Currently, scientists cannot quantify how much an individual has male- or female-like patterns of brain connectivity. Another lingering question is whether the structural differences result in differences in brain function or whether differences in function result in structural changes. These findings could however assist scientists to understand why certain diseases, such as autism, are more prevalent in males.
Scientific challenges in studying both sexes
Some behaviour tests do not work as well in female animals and better investigational metrics are needed. There is also a trend in academic publishing favouring studies with sophisticated techniques only in male models over more careful, but less flashy work, using both sexes, making it difficult for researchers to take sex as a biological variable (SABV) seriously. This needs to change for the goals of the US NIH’s SABV policy and the goals of scientists to better align.
Women now account for roughly half of all participants in US NIH-supported clinical research. However, more often than not, basic and pre-clinical biomedical research focused on male animals and cells. An over-reliance on male models may obscure understanding of key sex influences on health processes and outcomes.

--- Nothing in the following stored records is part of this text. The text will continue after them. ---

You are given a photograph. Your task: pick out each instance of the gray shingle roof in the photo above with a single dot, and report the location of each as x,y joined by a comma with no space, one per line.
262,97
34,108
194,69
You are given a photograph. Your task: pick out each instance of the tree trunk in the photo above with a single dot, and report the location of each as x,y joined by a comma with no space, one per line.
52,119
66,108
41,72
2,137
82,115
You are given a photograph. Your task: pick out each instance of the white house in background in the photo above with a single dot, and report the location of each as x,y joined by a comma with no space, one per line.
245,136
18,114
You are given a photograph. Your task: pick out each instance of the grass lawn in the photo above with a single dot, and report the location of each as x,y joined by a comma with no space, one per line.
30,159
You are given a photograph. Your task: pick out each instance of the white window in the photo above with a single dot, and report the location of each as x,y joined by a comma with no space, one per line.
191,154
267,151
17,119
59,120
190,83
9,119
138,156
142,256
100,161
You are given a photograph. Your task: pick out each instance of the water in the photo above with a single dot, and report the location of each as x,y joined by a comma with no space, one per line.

Accounting for sex as a biological variable begins with the development of research questions and study design. It also includes data collection and analysis of results and reporting of findings. Consideration of sex may be critical to the interpretation, validation and generalisability of research findings. Adequate consideration of both sexes in experiments and disaggregation of data by sex allows for sex-based comparisons and may inform clinical interventions. Appropriate analysis and transparent reporting of data by sex may therefore enhance the rigour and applicability of pre-clinical biomedical research.
The NIH now expects that sex as a biological variable will be factored into research designs, analyses and reporting in vertebrate animal and human studies. Strong justification from scientific literature, preliminary data or other relevant considerations must be provided for applications proposing to study only one sex.

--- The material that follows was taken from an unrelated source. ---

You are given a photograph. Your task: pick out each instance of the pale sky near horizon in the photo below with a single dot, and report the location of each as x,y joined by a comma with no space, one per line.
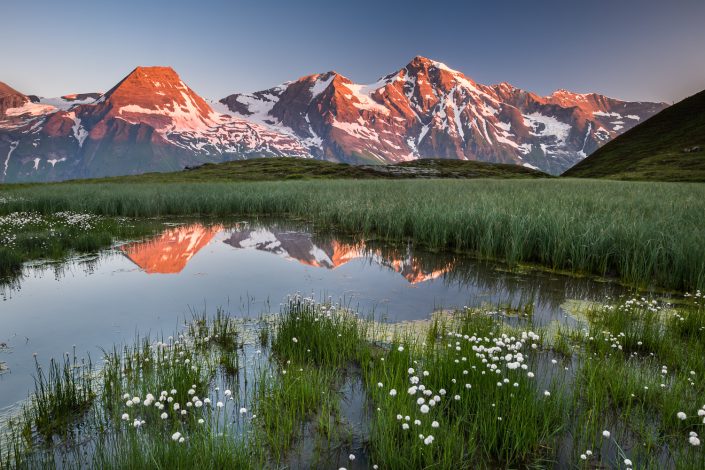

In June 2020, the Journal of Women’s Health published “Sex as a Biological Variable: A 5-Year Progress Report and Call to Action,” an article commenting on the development and implementation of the US NIH’s SABV policy, which went into effect in January 2016.
What cannot be denied is the fact that ruling out 50% of humanity’s abilities because of biological sex, would not only be extremely foolish, but deny the world of the optimum benefits of applying the skills of all members of society. Men need women and vice versa to make sense of the world we live in and to create a future with equal opportunities to benefit all.